Article date 24 February 2010
Latest revision 19 November 2013

Hertford to Stansted Airport and Barking

This article concerns routes from Hertford North/Gordon Hill to Stansted Airport and Stratford/Barking. This article was originally written when we were proposing a London Rail Orbital, which is no longer the case. Some parts of this article reflect its history. However, it also deals with connections to Stansted Airport, as also the High Speed network, and these are very current.

It should be noted therefore that some parts of this article are of historical interest only, particularly notes 3, 6 and 7.

Hertford North/Gordon Hill to Stansted Airport and Stratford/Barking

Possible new rail links are coloured in orange. Only selected stations are included.

Ebbsfleet International is reached from Barking by using an existing connection on to the High Speed 1 line. A major motivation for our original proposal for a London Rail Orbital was to improve interchange facilities between the conventional rail network and High Speed 1 at Ebbsfleet International, however we now wish to propose that better interchange between conventional rail and High Speed 1 is achieved by provision of Aylesbury Interchange (AI).
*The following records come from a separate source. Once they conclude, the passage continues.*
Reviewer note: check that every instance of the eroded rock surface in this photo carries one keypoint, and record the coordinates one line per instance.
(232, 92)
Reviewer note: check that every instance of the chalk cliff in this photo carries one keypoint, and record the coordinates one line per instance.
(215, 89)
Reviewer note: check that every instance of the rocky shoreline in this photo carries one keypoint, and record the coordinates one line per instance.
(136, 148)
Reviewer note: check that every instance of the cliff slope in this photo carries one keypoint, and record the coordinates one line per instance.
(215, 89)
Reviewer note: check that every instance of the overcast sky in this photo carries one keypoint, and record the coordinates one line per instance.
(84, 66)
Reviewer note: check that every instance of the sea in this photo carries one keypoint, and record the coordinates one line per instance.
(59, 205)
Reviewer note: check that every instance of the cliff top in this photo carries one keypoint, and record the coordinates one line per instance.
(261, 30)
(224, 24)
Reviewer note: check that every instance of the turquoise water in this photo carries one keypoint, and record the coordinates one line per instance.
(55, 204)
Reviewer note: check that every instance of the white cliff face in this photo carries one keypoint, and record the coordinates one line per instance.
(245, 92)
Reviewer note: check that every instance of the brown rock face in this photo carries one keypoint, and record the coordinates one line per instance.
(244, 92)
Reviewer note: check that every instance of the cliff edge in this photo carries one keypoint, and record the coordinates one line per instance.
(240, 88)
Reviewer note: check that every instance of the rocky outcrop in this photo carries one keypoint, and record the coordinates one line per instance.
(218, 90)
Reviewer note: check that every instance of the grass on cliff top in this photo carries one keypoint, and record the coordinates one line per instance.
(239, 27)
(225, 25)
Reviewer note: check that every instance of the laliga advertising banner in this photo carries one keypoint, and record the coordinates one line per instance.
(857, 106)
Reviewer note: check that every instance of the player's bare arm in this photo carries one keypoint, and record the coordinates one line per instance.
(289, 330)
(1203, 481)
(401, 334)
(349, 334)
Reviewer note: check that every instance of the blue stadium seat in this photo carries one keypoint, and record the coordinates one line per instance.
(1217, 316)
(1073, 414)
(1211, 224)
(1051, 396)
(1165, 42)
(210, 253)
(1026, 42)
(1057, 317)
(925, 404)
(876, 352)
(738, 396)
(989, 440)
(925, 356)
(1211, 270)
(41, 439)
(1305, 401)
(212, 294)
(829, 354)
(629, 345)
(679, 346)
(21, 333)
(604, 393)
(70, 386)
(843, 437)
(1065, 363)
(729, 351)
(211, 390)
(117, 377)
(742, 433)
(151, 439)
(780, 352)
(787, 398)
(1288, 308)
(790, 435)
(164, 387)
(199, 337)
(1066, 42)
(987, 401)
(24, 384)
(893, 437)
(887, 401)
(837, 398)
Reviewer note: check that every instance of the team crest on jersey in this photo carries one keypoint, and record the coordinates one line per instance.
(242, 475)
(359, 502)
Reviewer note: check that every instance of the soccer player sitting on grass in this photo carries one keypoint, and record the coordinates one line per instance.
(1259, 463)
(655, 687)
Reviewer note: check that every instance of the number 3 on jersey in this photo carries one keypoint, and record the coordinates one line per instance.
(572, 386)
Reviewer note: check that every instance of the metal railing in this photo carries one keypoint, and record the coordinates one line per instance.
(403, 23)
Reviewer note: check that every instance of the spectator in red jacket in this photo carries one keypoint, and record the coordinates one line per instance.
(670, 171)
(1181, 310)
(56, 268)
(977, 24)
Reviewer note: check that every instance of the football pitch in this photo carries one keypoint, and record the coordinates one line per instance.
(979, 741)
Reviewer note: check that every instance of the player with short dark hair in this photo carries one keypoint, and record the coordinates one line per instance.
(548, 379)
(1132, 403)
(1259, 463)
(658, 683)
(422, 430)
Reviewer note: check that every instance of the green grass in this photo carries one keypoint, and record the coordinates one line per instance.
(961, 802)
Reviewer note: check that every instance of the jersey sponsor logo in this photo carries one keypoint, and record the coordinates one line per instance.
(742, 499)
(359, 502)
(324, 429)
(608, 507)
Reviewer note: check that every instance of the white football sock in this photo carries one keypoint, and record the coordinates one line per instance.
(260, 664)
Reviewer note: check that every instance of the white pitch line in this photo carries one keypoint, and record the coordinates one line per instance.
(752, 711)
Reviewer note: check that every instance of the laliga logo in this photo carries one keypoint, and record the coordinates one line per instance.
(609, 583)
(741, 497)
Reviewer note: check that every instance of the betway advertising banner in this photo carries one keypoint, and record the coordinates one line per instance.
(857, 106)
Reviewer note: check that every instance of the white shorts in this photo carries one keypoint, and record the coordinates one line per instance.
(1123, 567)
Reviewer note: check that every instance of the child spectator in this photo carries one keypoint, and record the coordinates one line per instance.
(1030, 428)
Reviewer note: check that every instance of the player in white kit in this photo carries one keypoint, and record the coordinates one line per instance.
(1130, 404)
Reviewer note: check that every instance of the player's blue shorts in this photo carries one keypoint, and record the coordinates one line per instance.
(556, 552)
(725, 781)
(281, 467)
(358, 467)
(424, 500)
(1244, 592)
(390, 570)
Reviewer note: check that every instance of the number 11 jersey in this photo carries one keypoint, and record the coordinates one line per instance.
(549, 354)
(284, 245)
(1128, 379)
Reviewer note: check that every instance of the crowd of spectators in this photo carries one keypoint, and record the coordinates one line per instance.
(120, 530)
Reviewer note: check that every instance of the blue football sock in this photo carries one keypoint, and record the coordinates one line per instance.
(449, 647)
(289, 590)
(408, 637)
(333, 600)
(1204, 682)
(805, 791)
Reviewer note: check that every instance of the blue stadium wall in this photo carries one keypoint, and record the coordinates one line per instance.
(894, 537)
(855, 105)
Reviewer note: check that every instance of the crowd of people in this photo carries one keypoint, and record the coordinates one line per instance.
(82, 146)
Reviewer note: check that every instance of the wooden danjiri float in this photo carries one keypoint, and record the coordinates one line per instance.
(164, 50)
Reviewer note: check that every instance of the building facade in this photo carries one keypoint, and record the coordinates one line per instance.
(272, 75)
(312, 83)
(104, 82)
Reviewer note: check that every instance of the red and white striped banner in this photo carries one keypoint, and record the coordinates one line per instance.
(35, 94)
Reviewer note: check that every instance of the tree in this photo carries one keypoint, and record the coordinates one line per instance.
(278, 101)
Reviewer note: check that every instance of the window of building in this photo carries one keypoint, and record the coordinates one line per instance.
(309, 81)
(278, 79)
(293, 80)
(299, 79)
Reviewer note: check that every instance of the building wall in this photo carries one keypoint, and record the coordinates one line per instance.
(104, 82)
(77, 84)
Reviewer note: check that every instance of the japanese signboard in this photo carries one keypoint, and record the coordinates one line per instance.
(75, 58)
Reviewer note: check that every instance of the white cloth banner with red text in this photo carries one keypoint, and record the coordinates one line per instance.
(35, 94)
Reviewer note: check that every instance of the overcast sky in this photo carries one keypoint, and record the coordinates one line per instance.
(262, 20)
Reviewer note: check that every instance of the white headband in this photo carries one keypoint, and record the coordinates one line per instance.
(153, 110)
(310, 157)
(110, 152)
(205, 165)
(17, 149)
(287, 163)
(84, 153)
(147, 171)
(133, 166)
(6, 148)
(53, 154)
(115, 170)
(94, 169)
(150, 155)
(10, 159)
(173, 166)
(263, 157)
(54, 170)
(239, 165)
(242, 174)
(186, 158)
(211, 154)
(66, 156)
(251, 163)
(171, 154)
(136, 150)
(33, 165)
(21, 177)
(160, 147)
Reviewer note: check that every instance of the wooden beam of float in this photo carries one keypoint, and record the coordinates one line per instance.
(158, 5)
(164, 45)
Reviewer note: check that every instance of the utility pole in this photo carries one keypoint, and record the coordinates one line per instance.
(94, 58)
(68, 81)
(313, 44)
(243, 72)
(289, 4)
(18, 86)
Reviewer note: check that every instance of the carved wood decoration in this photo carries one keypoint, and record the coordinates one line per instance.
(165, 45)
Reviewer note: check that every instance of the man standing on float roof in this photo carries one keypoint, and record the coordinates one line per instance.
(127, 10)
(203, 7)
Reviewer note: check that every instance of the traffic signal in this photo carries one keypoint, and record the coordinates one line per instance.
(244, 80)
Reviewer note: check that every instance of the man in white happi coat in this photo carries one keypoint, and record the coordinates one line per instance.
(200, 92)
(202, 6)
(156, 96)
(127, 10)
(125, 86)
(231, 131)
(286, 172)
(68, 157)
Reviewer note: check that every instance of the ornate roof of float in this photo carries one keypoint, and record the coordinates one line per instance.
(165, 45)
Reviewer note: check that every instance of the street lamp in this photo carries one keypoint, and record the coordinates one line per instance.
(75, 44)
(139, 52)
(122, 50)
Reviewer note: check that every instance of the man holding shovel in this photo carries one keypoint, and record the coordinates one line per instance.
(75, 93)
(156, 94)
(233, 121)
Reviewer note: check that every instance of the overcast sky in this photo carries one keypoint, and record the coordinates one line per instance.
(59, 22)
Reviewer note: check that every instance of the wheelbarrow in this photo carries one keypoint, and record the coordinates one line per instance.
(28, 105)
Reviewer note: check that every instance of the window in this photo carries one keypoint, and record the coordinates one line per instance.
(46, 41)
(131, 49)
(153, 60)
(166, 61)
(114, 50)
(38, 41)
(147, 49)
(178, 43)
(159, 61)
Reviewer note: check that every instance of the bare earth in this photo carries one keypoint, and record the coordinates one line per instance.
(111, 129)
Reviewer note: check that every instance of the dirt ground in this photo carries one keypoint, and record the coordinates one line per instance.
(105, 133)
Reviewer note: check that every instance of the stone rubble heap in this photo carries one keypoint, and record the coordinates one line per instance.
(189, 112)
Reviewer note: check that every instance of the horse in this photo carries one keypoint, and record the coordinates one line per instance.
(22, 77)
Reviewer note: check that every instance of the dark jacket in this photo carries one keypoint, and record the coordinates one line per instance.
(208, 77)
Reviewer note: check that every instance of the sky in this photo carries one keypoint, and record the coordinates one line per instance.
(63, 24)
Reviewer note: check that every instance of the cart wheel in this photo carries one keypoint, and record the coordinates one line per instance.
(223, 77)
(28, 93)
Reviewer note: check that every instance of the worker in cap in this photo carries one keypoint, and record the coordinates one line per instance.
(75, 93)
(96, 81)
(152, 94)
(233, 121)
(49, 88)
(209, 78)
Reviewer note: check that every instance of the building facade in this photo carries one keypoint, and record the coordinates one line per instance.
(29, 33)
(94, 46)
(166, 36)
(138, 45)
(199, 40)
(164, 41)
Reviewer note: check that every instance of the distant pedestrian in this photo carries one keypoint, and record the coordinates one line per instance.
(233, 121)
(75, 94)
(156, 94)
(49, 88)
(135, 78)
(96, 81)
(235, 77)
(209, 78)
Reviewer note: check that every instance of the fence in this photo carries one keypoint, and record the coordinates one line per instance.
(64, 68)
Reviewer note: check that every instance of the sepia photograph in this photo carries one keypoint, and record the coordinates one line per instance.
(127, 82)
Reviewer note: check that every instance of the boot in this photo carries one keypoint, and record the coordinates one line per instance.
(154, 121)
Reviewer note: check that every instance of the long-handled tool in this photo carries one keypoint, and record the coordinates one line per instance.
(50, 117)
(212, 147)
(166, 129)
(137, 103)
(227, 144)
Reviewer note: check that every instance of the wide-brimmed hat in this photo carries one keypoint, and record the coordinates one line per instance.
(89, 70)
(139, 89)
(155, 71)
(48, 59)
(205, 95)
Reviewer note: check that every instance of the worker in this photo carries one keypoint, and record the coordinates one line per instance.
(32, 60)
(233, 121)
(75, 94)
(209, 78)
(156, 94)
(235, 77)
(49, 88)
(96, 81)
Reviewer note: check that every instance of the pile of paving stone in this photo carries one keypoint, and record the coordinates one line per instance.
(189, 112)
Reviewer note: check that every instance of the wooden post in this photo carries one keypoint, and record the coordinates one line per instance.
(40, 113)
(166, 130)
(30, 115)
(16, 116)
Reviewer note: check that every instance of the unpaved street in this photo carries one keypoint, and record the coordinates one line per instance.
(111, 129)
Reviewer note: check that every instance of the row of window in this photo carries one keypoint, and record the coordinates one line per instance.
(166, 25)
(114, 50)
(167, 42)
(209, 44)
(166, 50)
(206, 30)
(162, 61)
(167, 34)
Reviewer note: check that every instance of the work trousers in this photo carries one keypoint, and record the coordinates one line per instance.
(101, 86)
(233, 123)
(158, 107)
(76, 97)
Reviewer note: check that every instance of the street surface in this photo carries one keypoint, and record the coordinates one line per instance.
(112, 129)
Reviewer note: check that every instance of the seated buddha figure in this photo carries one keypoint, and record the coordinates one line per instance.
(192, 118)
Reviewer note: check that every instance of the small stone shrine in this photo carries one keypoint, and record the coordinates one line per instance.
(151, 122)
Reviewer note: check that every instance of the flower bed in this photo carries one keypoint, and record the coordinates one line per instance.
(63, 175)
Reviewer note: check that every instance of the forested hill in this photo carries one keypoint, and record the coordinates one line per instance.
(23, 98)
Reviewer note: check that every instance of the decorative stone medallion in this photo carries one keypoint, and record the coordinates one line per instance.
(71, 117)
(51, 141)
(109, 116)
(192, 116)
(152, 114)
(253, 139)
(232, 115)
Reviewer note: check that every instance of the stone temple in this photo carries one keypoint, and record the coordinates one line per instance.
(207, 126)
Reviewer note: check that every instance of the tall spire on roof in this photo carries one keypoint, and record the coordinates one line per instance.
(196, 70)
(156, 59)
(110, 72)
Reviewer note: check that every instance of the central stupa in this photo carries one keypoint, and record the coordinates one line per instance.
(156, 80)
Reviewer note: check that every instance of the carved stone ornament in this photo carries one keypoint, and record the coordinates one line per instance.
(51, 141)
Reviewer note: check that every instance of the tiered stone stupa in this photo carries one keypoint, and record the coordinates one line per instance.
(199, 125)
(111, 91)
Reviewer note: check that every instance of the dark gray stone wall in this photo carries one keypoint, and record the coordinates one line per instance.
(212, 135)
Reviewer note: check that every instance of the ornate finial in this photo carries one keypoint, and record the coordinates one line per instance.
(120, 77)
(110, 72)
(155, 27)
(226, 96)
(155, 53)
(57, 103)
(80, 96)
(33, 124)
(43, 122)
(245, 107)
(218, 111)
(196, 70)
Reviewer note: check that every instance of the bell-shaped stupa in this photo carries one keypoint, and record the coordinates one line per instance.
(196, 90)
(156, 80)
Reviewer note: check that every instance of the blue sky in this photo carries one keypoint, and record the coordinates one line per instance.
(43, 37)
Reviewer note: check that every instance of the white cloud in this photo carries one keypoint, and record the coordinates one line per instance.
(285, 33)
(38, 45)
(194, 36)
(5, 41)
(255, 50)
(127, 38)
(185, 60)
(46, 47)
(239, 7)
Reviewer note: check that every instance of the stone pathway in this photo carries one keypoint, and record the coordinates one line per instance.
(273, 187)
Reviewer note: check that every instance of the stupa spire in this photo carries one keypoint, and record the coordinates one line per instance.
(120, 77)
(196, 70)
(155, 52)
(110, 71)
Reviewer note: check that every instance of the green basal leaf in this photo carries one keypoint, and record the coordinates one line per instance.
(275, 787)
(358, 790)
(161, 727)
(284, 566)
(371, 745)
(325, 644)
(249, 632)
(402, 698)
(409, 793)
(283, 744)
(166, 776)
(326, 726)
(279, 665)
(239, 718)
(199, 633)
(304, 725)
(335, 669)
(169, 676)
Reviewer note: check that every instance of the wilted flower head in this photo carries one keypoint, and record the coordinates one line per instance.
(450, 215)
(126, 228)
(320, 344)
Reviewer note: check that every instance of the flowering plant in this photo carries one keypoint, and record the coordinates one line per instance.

Hence the facility for conventional rail services to run onto the High Speed 1 line at Barking to Ebbsfleet International and then turn off to return to conventional rail lines is no longer seen as a priority.

Notes to plan:

  1. For planning of an east west Orbital route north of Watford and south of St Albans to the line between Hertford North and Gordon Hill, which is also the proposed route for an HS2 HS1 east west link line, visit St Albans Rail : Possible new lines in the vicinity of St Albans .

  2. The East Coast Main Line (ECML) runs from Kings Cross to the north. The line through Bowes Park, Gordon Hill and Hertford North is known as the Hertford loop. North of Hertford, it rejoins the ECML at Stevenage.

  3. (Historical) ECML to Hertford East. Provides access from the East Coast Main Line (ECML) via Seven Sisters to Barking and Ebbsfleet International. Not needed in the case of a tunnel from Gordon Hill to Enfield Town (note 5) although it does also provide a direct route to Stratford. This chord has been the subject of a study by the East West Rail Consortium (Central Section Report February 2009, Figure 4.3 being an aerial view of the locality), albeit for different reasons relating to a route from Oxford.

  4. Hertford North to Hertford East. This has the potential to enable services from Oxford and Watford Junction to Stansted Airport (in conjunction with note 12), also an indirect route via Seven Sisters to Barking and Ebbsfleet International. It also enables routes to Stratford. The means of constructing this chord is the subject of a separate article Hertford North to Hertford East (construction) . Also visit St Albans Rail : History of local railway lines including Hertford North connections .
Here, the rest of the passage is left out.